Located in the Celtic Sea, the Kinsale Area Gas Fields were Ireland’s first and only indigenous gas fields until 2015 and supplied all the country’s natural gas for almost two decades.
Developed in 1977, the gas fields consisted of two piled steel platforms located about 60km offshore in 100m of water, each weighing around 12,000 tonnes. As well as the two platforms, Kinsale Alpha and Bravo, a network of 153km of subsea pipelines connected the offshore facilities back to a small onshore terminal.
In 2020, the Kinsale Head gas fields came to the end of their productive life.
Over the last decade, Arup’s energy and environmental specialists have worked with PSE Kinsale Energy to investigate how best to decommission the offshore facilities; the first project of its kind in Ireland.

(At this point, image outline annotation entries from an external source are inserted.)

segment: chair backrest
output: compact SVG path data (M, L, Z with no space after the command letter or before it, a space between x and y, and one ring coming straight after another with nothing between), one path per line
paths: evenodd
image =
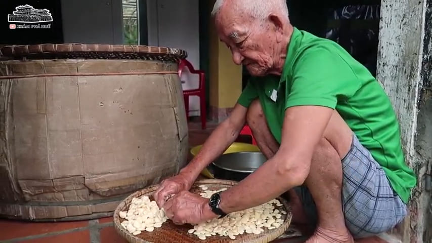
M193 74L199 74L199 89L204 89L205 85L205 75L203 71L196 70L194 68L192 64L186 59L182 59L179 62L179 76L181 78L182 72L185 67L187 67L189 72Z
M185 69L185 67L188 67L189 71L191 73L195 73L195 69L194 68L192 64L186 59L182 59L179 63L179 76L182 76L182 72Z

Over the last five years, our focus has shifted to preparing the required planning and regulatory consent submissions, providing various engineering support to the project and health and safety advisory services to Kinsale Energy and contractors.
Decommissioning gas infrastructure is a delicate task requiring detailed studies such as structural assessments, rigorous environmental impact assessments to obtain the necessary consents, in addition to various other engineering consulting services.
During the decommissioning, which was mainly completed in the summer of 2022, approximately 90% of materials recovered from the gas fields were recycled or reused, aligned with best practice. As part of the process, the gas field facilities were made hydrocarbon-free, with wells plugged and capped, platforms and subsea facilities removed, subsea pipelines made safe and onshore facilities safely disposed of.
Project Summary
2 offshore steel platforms
160kmsubsea pipelines and associated facilities
~90%of recovered materials recycled or reused
“This was a project of firsts: the first offshore decommissioning project and first associated consenting process in Ireland and built on over 30 years of collaborative engineering support with our client on these two offshore platforms. ”
Paul Brady Associate Director
A long history
Since the early 1990s, Arup was involved in several structural modifications to the original platforms, including subsea field developments that required the addition of major cantilever structures: a new 800 tonne compression cantilever and 400 tonne process cantilever; the addition of risers, j-tubes, and ship fenders on the platform jacket legs; blast wall modifications; crane replacements; and wellhead protection structures. Analysis of the complete platform deck was carried out for a large number of static load permutations, dynamic response characteristics and fatigue loading conditions using SACS.
Our teams provided topsides structural engineering services on all of these projects and provided structural advice on the platform jackets, in addition to decommissioning studies. Arup also fulfilled project management and co-ordination roles.